In particular, efforts have been made to apply zinc oxide to nanostructures of several hundreds to hundreds of nm to have various physical and chemical characteristics not found in conventional bulk materials.

Typically, an effective method for forming zinc oxide nanostructures of nano-gap and size on heterogeneous substrates is to form a seed layer, and thereon hydrothermal synthesis, atomic layer deposition, using means such as nano patterning or template thereon. The periodic zinc oxide nanostructures are formed using molecular beam deposition and organometallic deposition.

Regarding the technology for forming nanostructures in such a manner, a number of applications and publications other than Korean Patent Publication No. 10-2009-0027026 (hereinafter referred to as "prior document") are disclosed.

The manufacturing method according to the prior art includes the steps of providing a substrate, providing one or more crystals comprising a plurality of mutually angular sides over the substrate, and in a direction substantially perpendicular to the plate surface of the substrate over the crystals. Providing one or more stretched nanorods; It is made, including.

However, the same method as in the prior document has a problem that the seed layer continues to remain in addition to the portion where the zinc oxide (ZnO) nanostructure is formed on the substrate, and it is not easy to remove it.

SUMMARY OF THE INVENTION The present invention has been made in view of the above problems, and forms a seed required for forming a nanostructure by hydrothermal synthesis on a heterogeneous substrate periodically, and uses a formed seed to form a periodic arrangement. Eggplant has an object to provide a method for producing a zinc oxide (ZnO) nanostructure.

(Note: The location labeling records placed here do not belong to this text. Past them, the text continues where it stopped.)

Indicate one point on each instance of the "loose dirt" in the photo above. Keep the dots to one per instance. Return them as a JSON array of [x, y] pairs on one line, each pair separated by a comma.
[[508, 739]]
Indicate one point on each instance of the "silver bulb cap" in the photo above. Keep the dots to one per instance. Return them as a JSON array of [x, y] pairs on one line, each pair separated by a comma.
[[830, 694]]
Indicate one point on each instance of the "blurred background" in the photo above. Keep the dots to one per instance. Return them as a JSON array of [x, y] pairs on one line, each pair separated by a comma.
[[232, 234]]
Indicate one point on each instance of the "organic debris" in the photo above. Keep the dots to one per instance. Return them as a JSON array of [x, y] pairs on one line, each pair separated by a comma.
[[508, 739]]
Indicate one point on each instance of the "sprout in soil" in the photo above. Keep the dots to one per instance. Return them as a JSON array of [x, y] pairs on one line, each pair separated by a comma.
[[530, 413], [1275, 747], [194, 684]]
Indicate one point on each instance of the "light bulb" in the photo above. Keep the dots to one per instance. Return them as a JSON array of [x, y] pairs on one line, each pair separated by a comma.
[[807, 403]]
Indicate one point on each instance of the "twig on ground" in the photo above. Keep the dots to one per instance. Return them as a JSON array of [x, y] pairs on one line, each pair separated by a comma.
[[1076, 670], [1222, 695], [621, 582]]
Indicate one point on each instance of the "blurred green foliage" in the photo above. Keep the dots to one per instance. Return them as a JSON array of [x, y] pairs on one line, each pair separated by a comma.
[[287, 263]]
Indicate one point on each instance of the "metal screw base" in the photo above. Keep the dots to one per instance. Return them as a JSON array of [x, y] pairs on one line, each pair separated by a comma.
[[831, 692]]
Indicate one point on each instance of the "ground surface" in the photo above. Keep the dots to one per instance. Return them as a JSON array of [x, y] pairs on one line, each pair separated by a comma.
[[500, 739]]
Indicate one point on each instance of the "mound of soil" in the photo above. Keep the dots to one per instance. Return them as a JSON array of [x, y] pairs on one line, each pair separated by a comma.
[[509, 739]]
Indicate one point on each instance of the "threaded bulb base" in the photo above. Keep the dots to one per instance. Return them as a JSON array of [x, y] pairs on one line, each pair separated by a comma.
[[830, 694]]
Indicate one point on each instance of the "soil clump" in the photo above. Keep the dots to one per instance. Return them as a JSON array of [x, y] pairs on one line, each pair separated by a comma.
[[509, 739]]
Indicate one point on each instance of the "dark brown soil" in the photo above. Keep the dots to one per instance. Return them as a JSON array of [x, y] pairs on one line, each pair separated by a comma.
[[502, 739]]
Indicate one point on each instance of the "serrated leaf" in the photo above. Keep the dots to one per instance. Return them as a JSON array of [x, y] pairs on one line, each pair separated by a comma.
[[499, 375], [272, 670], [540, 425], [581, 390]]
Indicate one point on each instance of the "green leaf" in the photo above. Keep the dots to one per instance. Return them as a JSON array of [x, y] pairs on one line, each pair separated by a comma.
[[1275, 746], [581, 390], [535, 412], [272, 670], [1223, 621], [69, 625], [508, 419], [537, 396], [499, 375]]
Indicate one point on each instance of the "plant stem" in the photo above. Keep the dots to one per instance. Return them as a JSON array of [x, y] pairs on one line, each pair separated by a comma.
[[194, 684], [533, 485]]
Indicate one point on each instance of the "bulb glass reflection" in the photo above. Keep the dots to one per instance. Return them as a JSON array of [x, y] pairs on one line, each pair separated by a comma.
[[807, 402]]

The present invention for achieving the technical problem relates to a first method of manufacturing a zinc oxide nanostructure, (a) coating a photoresist (Photo Resist: PR) on a substrate; (b) exposing and developing the photoresist to have a periodic nanopattern; (c) performing a lift-off process to have a periodic nano distribution of zinc (Zn); (d) heat treating the zinc (Zn) in an oxygen or air atmosphere to form zinc oxide (ZnO); And (e) growing zinc oxide (ZnO) nanostructures by using zinc oxide (ZnO) formed periodically as seeds. .

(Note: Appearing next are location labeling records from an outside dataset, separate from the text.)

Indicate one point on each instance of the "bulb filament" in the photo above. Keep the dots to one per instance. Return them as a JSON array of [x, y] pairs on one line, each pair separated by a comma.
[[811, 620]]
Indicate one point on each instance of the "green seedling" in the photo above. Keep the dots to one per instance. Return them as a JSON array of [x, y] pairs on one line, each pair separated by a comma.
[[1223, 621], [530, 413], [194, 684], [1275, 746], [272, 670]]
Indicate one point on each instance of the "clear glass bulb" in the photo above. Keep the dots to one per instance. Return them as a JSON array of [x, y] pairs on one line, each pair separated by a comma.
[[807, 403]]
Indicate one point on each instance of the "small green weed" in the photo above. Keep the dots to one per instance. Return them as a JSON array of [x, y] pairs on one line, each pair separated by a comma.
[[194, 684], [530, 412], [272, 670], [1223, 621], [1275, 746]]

In addition, the photoresist is characterized in that the exposure and development to have a reverse mesa (mesa) form.

In addition, the periodic nano-pattern is characterized in that the form of a line (dot) or dot (dot).

And (c) step (c-1) depositing zinc (Zn) on the substrate between the photoresist and the photoresist; And (c-2) removing the photoresist; Characterized in that it comprises a.

On the other hand, the present invention relates to a second method for manufacturing a zinc oxide nanostructure, comprising the steps of: (a) depositing a zinc oxide (ZnO) seed layer on a substrate; (b) coating a photoresist on the zinc oxide (ZnO) seed layer; (c) exposing and developing the photoresist to have a periodic nanopattern; (d) etching the exposed zinc oxide (ZnO) seed layer using a photoresist having a periodic nanopattern as a mask; (e) removing the photoresist; And (f) growing zinc oxide (ZnO) nanostructures by using zinc oxide (ZnO) formed periodically as seeds. .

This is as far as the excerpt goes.